I may have to retire that joke in favor of the true definition of rustic – charmingly simple, unsophisticated. When I first tasted this pesto, my eyes opened wide, and I think I let out an audible gasp. I could taste every component in each bite – the basil, the garlic, the pine nuts, and the parmesan. It was as if each ingredient took a quick turn in a starring role before melding together into the most perfect blend of flavors I can imagine. It’s the simplest of dishes – five ingredients and no equipment required but a sharp knife, a cutting board, and some elbow grease (RUSTIC!). It’s that simplicity that makes this pesto special. Hand-chopping the ingredients a little bit at a time is what allows each flavor to both shine on its own and meld with the others, because it’s not ground into mushy paste in a blender (blenders aren’t rustic). The best part, aside from the taste, is the feeling of accomplishment after finishing all of that chopping (or maybe that’s just me. Frankly, it doesn’t take much to make me feel accomplished). Accomplishment, for the record, is also rustic.
- 1 large bunch (about 2.5-3 oz) basil, stems removed
- 3 cloves garlic
- ¼ cup pine nuts (you can substitute walnuts)
- 1 cup freshly grated parmesan cheese (not pre-shredded or grated)
- 2-3 Tbsp olive oil
- Begin mincing the garlic.

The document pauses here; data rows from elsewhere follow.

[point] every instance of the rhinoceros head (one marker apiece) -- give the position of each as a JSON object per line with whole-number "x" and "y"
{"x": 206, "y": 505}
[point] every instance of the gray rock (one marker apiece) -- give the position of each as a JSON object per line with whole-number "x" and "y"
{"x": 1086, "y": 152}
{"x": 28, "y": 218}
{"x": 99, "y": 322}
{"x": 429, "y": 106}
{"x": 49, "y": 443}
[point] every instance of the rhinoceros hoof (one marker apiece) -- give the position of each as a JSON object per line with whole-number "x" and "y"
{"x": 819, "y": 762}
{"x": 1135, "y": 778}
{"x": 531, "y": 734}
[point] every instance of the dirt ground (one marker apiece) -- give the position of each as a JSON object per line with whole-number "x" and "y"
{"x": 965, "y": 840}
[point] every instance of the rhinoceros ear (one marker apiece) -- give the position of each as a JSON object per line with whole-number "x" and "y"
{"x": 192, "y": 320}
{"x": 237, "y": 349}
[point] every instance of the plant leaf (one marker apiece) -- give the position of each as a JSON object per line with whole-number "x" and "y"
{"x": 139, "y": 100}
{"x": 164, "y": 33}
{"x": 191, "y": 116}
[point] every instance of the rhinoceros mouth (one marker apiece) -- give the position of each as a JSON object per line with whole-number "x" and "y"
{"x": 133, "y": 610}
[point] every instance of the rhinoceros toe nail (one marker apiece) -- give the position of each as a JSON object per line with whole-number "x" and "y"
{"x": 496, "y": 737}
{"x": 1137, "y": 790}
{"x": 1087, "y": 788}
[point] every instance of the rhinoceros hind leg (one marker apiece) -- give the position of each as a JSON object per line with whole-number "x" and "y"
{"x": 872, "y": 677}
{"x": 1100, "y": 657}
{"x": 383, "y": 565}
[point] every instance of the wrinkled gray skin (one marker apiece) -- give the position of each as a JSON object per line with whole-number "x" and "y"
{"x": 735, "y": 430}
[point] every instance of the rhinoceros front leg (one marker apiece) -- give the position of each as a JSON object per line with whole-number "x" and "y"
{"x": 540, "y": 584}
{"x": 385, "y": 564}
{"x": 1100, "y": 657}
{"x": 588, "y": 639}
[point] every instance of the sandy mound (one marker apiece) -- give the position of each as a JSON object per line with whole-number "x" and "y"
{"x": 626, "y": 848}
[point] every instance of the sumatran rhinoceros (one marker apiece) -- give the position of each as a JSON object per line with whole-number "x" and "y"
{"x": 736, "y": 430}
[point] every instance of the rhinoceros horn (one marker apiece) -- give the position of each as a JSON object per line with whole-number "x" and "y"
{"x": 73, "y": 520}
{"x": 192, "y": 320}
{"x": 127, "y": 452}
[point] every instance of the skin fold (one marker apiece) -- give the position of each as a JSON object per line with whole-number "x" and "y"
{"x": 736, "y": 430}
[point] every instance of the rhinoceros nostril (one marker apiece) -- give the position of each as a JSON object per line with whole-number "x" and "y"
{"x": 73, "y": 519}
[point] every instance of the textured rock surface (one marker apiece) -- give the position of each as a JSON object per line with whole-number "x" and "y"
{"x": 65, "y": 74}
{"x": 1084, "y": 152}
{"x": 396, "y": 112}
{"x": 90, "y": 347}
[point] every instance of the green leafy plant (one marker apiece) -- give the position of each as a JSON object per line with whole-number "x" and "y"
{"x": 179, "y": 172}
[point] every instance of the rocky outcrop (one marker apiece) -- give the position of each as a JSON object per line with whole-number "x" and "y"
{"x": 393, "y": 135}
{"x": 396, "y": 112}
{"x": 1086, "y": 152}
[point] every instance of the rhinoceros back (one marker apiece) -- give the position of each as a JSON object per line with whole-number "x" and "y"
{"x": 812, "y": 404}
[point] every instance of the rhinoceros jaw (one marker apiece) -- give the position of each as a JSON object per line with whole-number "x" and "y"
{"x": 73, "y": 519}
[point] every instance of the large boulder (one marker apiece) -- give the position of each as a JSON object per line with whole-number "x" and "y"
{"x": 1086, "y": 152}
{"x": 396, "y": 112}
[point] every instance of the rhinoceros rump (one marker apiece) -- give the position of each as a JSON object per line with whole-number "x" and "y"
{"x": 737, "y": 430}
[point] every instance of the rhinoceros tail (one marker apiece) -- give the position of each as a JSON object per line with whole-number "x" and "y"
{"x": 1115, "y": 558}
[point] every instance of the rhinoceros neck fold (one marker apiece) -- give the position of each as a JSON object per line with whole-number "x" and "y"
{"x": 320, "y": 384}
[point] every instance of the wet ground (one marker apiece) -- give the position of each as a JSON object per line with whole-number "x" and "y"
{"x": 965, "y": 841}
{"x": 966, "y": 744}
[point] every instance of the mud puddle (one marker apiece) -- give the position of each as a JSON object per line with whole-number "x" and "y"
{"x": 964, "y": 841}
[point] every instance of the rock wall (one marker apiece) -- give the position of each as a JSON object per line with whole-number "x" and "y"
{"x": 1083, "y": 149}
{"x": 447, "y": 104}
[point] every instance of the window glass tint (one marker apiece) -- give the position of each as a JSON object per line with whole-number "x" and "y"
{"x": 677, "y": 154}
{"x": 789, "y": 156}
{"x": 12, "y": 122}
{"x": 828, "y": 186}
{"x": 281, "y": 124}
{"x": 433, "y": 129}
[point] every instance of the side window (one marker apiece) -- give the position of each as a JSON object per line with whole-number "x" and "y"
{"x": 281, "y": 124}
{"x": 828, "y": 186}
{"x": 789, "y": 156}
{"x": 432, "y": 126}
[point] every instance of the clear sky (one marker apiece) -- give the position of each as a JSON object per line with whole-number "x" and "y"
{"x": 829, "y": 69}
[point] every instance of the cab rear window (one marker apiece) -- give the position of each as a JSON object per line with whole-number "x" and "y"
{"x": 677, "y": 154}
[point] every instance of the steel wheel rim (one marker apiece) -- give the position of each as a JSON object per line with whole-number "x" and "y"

When most of the garlic is roughly chopped, add about a third of the basil leaves and continue chopping. Add the rest of the basil and chop.
- When the basil and garlic are finely (and finally!) minced, add about half of the pine nuts and continue chopping. Add the rest of the pine nuts and – guess what! – continue chopping.
- Add half the parmesan cheese and keep on chopping, then add the rest of the cheese and lather, rinse, repeat. All told, you’ll probably spend about 20 minutes chopping. Feel free to let your mind wander, but don’t let it wander so far that you chop off a finger. That is not one of the five ingredients.
- When the mixture is chopped so finely that you can begin to push it all together, pack it tightly into a ball or patty and transfer to a bowl or airtight container (if not using right away). Drizzle with a couple of tablespoons of olive oil and set aside/refrigerate until ready to use.